The use of noble metal nanoparticles in biomedical and biotechnological applications is nowadays well established. Particularly, silver nanoparticles (AgNPs) were proven to be effective for instance as a biocide agent. They also find applications in tumor therapies and sensing applications being encouraging tools for in-vivo imaging. In this framework, whenever they are in contact with living systems, they are rapidly coated by a protein corona thereby influencing a variety of biological events including cellular uptake, blood circulation lifetime, cytotoxicity and, ultimately, the therapeutic effect. Taking these considerations into account, we have explored the behavior of polymer-coated AgNPs in model protein environments focusing on the self-development of protein coronas. The polymers polyethyleneimine (PEI), polyvinylpyrrolidone (PVP) and poly(2-vinyl pyridine)-b-poly(ethylene oxide) (PEO-b-P2VP) were used as stabilizing agents. The chemical nature of the polymer capping remarkably influences the behavior of the hybrid nanomaterials in protein environments. The PEO-b-P2VP and PVP-stabilized AgNPs are essentially inert to the model proteins adsorption. On the other hand, the PEI-stabilized AgNPs interact strongly with bovine serum albumin (BSA). Nevertheless, the same silver colloids were evidenced to be stable in IgG and lysozyme environments. The BSA adsorption into the PEI-stabilized AgNPs is most probably driven by hydrogen bonding and van der Waals interactions as suggested by isothermal titration calorimetry data. The development of protein coronas around the AgNPs may have relevant implications in a variety of biological events. Therefore, further investigations are currently underway to evaluate the influence of its presence on the cytotoxicity, hemolytic effects and biocide properties of the produced hybrid nanomaterials.

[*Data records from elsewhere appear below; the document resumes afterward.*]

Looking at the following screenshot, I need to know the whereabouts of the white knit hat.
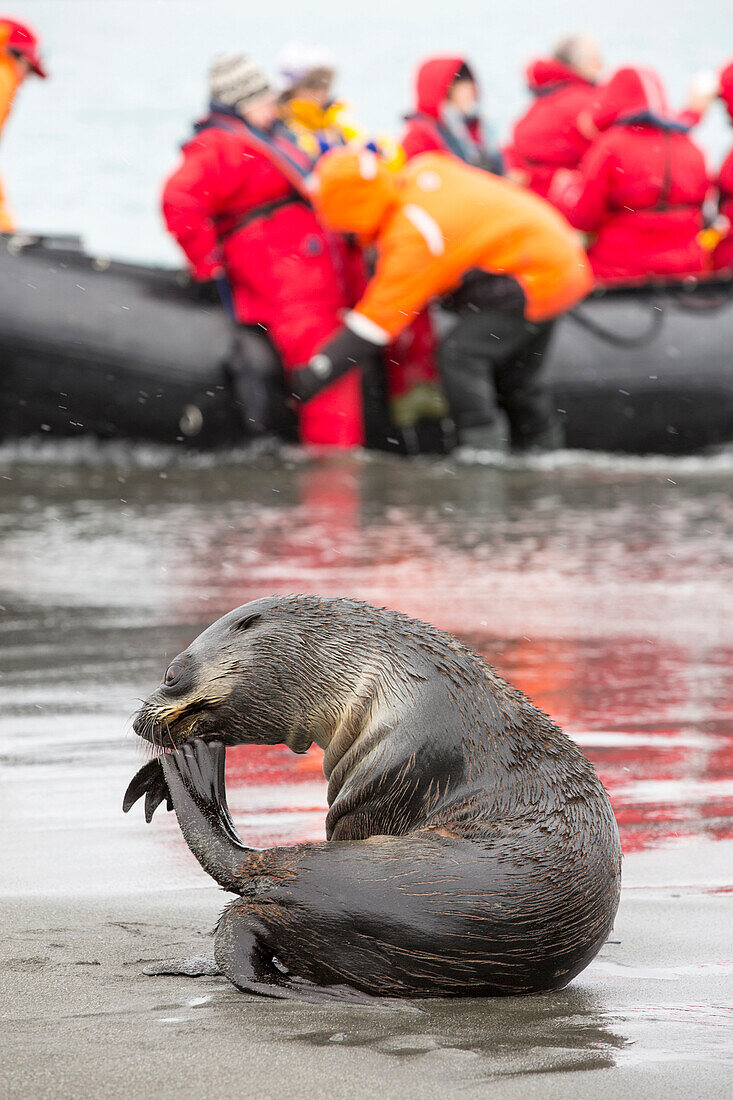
[209,54,274,111]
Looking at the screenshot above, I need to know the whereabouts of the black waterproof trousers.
[438,279,562,450]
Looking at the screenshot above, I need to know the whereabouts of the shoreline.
[0,843,733,1100]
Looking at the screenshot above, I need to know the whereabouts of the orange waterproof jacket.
[314,150,592,344]
[0,53,20,233]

如今，在生物医学和生物技术应用中使用贵金属纳米颗粒已广为人知。特别地，银纳米颗粒（AgNP）被证明是有效的，例如作为杀生物剂。他们还发现在肿瘤治疗中的应用以及传感应用是体内研究的令人鼓舞的工具成像。在这种框架下，每当它们与生命系统接触时，它们都会迅速被蛋白质电晕所覆盖，从而影响各种生物学事件，包括细胞摄取，血液循环寿命，细胞毒性以及最终的治疗效果。考虑到这些因素，我们探讨了模型蛋白环境中聚合物包被的AgNPs的行为，重点是蛋白电晕的自我发展。聚合物聚乙烯亚胺（PEI），聚乙烯吡咯烷酮（PVP）和聚（2-乙烯基吡啶）-b-聚环氧乙烷（PEO - b- P2VP）用作稳定剂。聚合物封端的化学性质显着影响杂化纳米材料在蛋白质环境中的行为。PEO- b-P2VP和PVP稳定的AgNP对模型蛋白的吸附基本上是惰性的。另一方面，PEI稳定的AgNP与牛血清白蛋白（BSA）强烈相互作用。然而，同样的银胶体被证明在IgG和溶菌酶环境中稳定。BSA吸附到PEI稳定的AgNPs中的吸附很可能是由氢键和范德华力相互作用驱动的，这由等温滴定量热数据表明。AgNPs周围蛋白质电晕的发展可能在各种生物学事件中具有相关的含义。因此，目前正在进行进一步的研究以评估其存在对所产生的杂化纳米材料的细胞毒性，溶血作用和杀生物特性的影响。